I chuckled and nodded. “You were the absolute best choice for a sidekick.”
He beamed and folded his arms. “I am, aren’t I?”
Skonk groaned, dragging a hand down his face. “If he’s the best sidekick, then we’re all doomed. I suppose I’ll just start writing our epitaphs now. Here lies Skonk, who told them all this was a bad idea, but alas, no one listened. ”
“You’ll live to write your memoirs,” Stella muttered, rearranging the drinkware as though order on the table could mean order outside the door. “And you’ll exaggerate, I’m sure.”
Nova ignored their chatter, her gaze sharp and calculating. “Every moment we hesitate, the shadows grow. But Maeve’s right. Elira and Maeve’s dad are our only link to understanding what this path truly is. The Academy must be our destination.”
Bella pushed her braid back again, eyes glittering. “Then we choose a route quickly. Above ground, no matter the risk. The shadows already sniff at the tunnels. I won’t be buried alive.”
Ardetia gave a reluctant nod. Her fae glow shimmered faintly, like candlelight on water. “The open sky is treacherous. But so are burrows. If we move fast, perhaps the Wards will follow our trail and keep them back.”

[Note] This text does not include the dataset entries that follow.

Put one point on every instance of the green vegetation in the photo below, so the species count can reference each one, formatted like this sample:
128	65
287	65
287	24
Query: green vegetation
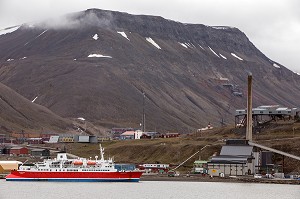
281	136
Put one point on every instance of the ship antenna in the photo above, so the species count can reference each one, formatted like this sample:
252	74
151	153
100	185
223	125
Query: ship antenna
101	152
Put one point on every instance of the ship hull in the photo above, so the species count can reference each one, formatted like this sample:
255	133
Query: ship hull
130	176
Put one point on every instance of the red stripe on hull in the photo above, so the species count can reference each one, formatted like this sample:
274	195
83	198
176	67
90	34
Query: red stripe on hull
70	175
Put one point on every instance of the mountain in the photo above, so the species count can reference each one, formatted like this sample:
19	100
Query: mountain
97	64
18	113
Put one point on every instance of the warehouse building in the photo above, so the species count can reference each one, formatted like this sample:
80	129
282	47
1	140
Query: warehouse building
18	151
236	158
40	152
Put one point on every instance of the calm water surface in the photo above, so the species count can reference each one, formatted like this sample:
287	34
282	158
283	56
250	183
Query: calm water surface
145	189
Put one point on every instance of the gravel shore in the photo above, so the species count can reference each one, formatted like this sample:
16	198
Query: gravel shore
199	178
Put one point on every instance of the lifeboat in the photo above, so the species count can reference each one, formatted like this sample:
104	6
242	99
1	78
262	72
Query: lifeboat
78	162
91	162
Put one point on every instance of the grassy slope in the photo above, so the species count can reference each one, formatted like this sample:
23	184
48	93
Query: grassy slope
176	150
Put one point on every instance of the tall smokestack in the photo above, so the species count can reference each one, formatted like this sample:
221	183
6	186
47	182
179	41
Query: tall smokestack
249	110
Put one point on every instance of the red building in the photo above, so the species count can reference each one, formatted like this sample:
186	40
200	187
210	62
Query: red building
18	151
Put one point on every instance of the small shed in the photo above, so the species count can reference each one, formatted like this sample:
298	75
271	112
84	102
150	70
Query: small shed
18	151
128	135
40	152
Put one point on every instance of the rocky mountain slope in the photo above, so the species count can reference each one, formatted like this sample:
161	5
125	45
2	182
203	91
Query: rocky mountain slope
18	113
96	64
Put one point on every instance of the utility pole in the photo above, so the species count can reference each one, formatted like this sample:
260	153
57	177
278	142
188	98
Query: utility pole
144	116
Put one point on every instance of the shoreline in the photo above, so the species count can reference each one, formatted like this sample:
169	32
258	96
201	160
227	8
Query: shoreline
199	178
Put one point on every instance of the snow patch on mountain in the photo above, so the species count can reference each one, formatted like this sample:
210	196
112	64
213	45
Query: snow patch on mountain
183	45
213	52
276	65
234	55
153	42
34	99
81	118
99	56
95	37
124	35
222	56
201	47
9	30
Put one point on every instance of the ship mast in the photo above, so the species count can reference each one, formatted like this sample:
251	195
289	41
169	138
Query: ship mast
101	152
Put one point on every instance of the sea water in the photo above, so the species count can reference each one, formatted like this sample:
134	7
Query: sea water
146	189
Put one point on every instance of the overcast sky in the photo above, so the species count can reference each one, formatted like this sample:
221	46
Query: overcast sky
272	25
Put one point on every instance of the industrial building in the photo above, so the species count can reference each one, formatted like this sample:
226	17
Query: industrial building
130	135
236	158
40	152
18	151
263	114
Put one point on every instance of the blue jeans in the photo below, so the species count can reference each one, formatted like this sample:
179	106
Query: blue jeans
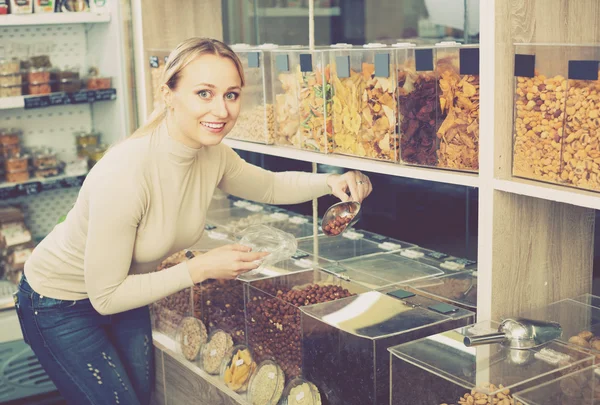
92	359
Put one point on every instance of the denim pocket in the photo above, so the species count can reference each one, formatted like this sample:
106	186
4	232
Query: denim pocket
20	316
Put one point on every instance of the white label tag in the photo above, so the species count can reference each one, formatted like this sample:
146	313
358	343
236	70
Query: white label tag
217	235
412	254
254	208
279	216
389	246
353	235
298	220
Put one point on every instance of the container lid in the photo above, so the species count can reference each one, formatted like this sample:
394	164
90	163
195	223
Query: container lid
214	351
392	268
190	337
237	368
458	288
270	380
446	356
299	392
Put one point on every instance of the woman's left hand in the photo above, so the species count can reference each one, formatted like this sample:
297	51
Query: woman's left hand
354	182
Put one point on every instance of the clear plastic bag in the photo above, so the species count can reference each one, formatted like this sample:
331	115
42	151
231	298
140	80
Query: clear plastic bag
263	238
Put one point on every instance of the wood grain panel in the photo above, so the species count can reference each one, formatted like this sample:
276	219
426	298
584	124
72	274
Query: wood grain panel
543	252
187	386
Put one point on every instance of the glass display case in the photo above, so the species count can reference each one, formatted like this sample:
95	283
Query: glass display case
580	387
457	70
391	268
273	313
256	120
418	105
346	342
458	288
351	244
303	97
364	101
440	369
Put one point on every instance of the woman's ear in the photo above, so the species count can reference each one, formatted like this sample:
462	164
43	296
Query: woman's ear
167	96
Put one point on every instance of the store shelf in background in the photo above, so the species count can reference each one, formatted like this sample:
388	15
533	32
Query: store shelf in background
551	192
436	175
36	186
296	12
56	99
53	18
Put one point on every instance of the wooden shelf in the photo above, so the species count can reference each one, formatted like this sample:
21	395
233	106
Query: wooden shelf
296	12
53	18
550	192
349	162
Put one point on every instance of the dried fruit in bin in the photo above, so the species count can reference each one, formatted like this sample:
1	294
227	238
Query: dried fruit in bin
458	132
364	115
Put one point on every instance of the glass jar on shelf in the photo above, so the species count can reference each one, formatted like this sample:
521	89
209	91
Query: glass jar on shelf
364	102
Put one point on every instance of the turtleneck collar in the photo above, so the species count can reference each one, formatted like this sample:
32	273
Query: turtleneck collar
178	152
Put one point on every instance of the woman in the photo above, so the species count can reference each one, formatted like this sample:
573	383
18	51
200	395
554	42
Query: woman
83	301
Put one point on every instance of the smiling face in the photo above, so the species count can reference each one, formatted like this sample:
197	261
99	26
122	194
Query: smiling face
205	103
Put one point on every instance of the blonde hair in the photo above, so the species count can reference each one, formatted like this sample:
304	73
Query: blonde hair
180	57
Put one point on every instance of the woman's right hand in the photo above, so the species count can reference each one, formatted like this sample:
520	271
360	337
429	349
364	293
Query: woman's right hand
226	263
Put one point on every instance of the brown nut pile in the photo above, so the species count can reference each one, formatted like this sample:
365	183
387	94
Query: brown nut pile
581	148
538	133
274	330
478	398
250	125
338	225
220	305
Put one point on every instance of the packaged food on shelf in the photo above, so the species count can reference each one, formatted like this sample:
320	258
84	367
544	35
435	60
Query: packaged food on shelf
98	83
38	88
580	387
44	6
10	79
256	120
214	351
364	102
458	288
418	105
266	384
273	313
539	102
16	163
11	91
191	336
457	69
351	244
17	177
21	6
440	369
237	368
44	158
581	144
346	342
300	392
13	234
9	66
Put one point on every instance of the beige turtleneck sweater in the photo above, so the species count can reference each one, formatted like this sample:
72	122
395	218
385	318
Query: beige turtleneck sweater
143	201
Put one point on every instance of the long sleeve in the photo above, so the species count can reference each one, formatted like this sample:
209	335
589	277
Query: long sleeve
116	205
257	184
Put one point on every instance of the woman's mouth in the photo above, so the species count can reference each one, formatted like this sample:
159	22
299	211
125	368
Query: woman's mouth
214	127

Keegan reached for my hand, his thumb brushing against my palm. “We’ll make it. Whatever hunts us, it doesn’t get to take you.”
The cottage creaked as if in agreement, the Wards shivering with the weight of unseen eyes.

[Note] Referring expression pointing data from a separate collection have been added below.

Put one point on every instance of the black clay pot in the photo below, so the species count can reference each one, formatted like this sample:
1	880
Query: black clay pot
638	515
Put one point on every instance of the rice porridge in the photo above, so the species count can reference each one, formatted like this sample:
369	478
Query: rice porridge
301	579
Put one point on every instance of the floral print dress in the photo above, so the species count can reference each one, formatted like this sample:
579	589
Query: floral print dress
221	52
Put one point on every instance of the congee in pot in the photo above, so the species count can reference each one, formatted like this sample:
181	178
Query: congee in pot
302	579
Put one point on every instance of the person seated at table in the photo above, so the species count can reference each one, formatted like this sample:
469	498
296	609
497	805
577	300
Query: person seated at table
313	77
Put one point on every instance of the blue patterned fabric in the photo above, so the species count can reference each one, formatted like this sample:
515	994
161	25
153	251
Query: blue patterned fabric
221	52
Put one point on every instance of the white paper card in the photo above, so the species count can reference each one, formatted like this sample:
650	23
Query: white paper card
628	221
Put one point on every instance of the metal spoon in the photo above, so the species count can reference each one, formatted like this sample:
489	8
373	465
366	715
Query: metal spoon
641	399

I swallowed the dread rising in my throat.
The mirage wasn’t meant to destroy me. Not yet. The voices were bait. The shadows wanted me to falter before I reached the two people who might still hold the truth.
I straightened, the ache still buzzing in my skull, but my resolve sharper than ever.
The door rattled again, harder this time, and the latch strained, as though something outside had already heard my vow.
But then, I heard my daughter’s voice once more.